Why two axes
A single score conflates two different things. A tool can survive the agent shift because it has a moat (Stripe, Plaid, Costco) or because it's already living inside the agent stack (a polished MCP server, a Claude Skill, a usage-priced API). Most rubrics confuse the two. We separate them.
The result is a 2x2. The cells aren't value judgments — they're strategic postures, and each has a different path forward.
Axis 1 — Defensibility (0-100)
Judged by Claude. Yes, really.
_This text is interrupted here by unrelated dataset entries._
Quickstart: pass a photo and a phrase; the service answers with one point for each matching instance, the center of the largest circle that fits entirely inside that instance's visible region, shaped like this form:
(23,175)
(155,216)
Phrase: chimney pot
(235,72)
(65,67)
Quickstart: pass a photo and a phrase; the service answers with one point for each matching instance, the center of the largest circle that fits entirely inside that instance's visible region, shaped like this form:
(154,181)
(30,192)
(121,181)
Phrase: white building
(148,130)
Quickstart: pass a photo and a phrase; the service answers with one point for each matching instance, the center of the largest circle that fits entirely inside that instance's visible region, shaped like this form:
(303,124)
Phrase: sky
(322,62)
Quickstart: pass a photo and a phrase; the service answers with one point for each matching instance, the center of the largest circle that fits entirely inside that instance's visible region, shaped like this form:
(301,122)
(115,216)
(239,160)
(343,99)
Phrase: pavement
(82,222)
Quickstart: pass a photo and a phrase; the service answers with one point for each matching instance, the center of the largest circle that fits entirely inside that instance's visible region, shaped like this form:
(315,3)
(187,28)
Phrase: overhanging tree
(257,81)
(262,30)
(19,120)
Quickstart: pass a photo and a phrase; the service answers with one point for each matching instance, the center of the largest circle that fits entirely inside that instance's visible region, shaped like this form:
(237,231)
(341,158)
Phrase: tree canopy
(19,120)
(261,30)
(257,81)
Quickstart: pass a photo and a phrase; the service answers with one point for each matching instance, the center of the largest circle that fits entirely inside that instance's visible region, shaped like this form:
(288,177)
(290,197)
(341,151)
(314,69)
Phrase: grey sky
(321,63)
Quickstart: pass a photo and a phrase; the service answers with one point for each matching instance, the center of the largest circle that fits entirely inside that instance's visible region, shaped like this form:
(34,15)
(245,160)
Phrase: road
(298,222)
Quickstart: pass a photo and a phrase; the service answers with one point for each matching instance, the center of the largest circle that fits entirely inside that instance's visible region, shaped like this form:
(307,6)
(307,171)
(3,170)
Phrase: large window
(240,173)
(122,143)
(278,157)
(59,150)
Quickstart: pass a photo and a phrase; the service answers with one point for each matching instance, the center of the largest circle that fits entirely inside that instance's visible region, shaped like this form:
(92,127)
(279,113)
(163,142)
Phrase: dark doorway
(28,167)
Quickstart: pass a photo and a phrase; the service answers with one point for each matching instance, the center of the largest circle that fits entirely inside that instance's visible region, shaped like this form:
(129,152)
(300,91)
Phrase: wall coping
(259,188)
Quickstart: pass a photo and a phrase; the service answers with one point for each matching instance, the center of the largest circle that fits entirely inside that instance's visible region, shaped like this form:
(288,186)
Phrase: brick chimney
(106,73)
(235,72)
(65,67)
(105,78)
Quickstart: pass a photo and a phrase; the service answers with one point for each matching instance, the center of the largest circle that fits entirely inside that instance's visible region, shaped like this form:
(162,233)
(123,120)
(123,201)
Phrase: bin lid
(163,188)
We give Claude the tool's scraped homepage, pricing, docs, and metadata, and ask it which of seven moats apply:
- Physical-world coupling — hardware, logistics, terminals.
- Regulatory moat — licenses, HIPAA, banking charters.
- Network liquidity — two/N-sided marketplaces where users bring users.
- Proprietary refreshing data — data nobody else has, that updates.
- High-trust catastrophic workflows — legal, financial, medical.
- Multi-stakeholder coordination — Stripe, Plaid, ServiceTitan-class.
- Brand / community / taste — cultural authority.
Each moat that applies adds points. Most tools have 0-2 real moats. We're strict — "we have integrations" is not a moat.
The model also writes a one-paragraph verdict in Stork voice, plus a defense plan when the score is mid or low. This is the part that's the editorial brand.
Axis 2 — Agent-Readiness (0-100)
Deterministic probes. No LLM. Seven signals, weighted by how much they actually move adoption among agentic users:
| Signal | Points |
|---|---|
| Verified working MCP server | 25 |
| Listed on agent surfaces (registries, Cursor, Claude Desktop, etc.) | 20 |
| Usage-based pricing available | 15 |
| Headless agent auth (API key, sandbox, no sales gate) | 15 |
| Public OpenAPI / API contract | 10 |
| Active changelog (last 90 days) | 10 |
| llms.txt present | 5 |
We over-weight verified MCPs and agent-surface presence because they're the hardest signals to fake and the most predictive of agentic usage. We under-weight /llms.txt because it's trivially shippable.
The four cells
- Compounding — High defensibility AND high agent-readiness. Wins twice. (Stripe, Plaid, Twilio with MCPs.)
- Becomes the API — Low defensibility, high agent-readiness. The UI dies, the API survives because agents call it.
- Sleeping Giant — High defensibility, low agent-readiness. Safe but invisible. Add an MCP and you climb.
- Dead Man Walking — No moat, no agent presence. An LLM can do most of what the UI promises. Either build a moat or pivot.
Exemptions
Some tools aren't meant to be agent surfaces — hardware companies, regulated insurance carriers, brick-and-mortar retail, pure consumer media. These get marked Not an Agent Surface and scored on defensibility alone. The exempt list is small and conservative; we'd rather under-exempt than over-exempt.
Refresh cadence
Axis 2 probes are designed to re-run weekly (cron currently disabled — see admin). Axis 1 LLM judgment re-runs when:
- Anthropic or OpenAI ships a major capability that changes the field.
- A tool owner requests a re-score (rate-limited to once per week per tool).
- An admin manually triggers it.
New submissions are scored with Sonnet 4.6 at submission time. Backfilled tools start on Haiku 4.5 and are upgraded to Sonnet on owner request or feature event.
Honest disclosure
We use Claude to judge tools. Claude is made by Anthropic, which also pays Stork zero dollars for any of this. The framing "Claude judges Claude" is on the nose and we like it that way.
The probes can have false positives or false negatives. If your score is wrong, request a re-score from your tool page. Manual overrides per signal are available to admins; if you have a working MCP we missed, tell us.
What this isn't
It isn't a stock recommendation. It isn't a moral judgment. It isn't permanent. Tools move. Models improve. We re-score.